As editor, Constance Tarasar's booklet "Founders of Russian Monasticism" is 46 pages long with one cover illustration, eight internal illustrations, and a brief introduction. It tells the biographies of six Russian monks who helped shape the face of monasticism in that nation, as well as the nation itself. Their stories cover a span of about 850 years.

St. Anthony of the Caves in Kiev (b.983 AD) first introduced the concept of personal asceticism to Russia, which had only become formally Christian five years after his birth.

St. Theodosius of the Caves in Kiev (b.1008 AD) was an early disciple of St. Anthony's and was mainly responsible for launching communal monasticism in Russia.

St. Sergius of Radonezh (b.1314 AD) stopped four civil wars, influenced the poor and wealthy, and organized a monastic settlement whose members over the next 200 years started a movement by founding 150 monasteries in the forests and 100 in the cities.

St. Nilus of Sora (b.1433-d.1508) and St. Joseph of Volotsk (b.1439-d.1515) established two complementary schools of monastic thought which eventually came into conflict. St. Nilus emphasized monastic poverty, freedom for each individual monk to develop their own spiritual disciplines, and non-violent opposition to heresy, thereby founding the "non-possessors." St. Joseph emphasized the use of possessions to help the poor and needy, a common rule and practise for all monks in the same monastery, and aggressive suppression of heresy, thereby founding the "possessors."

St. Seraphim of Sarov (b.1759) largely spent his monastic life alone in the forest, was known for being a man of "light" and "joy" because of his experience and emphasis on being filled with the Holy Spirit, and eventually became a spiritual mentor to the thousands of pilgrims that came to his door in search of guidance.

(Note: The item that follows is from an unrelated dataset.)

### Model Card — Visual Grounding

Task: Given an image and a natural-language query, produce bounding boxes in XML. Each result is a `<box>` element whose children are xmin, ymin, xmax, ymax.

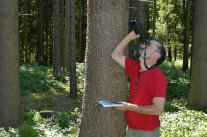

The book is beautifully illustrated by etchings/engravings that almost have the feel of classic iconography. It would be a nice gift to friends and family. It is written in simple plain language and is probably geared for young people, but it can easily serve as a fun and moving introduction to the topic for adults. It covers key figures which emerged over about an 850 year period, thus giving a good snapshot overview of that time. At times it skipped over important events and seasons in each of the lives and, as a result, felt somewhat "choppy" in places. It could easily have been expanded to double the length by providing more information and illustrations for each of the lives, or by simply adding more lives, especially in the overlooked periods of 1350-1450 AD and 1600-1750 AD.

Overall, this was a fun and sometimes moving read. There are practical lessons from this book that I hope to carry over into my own current role in helping to catalyze, coach, and connect the modern-day house church movement which, it could be said, is an international network of back-to-basics "monasteries" and "friaries."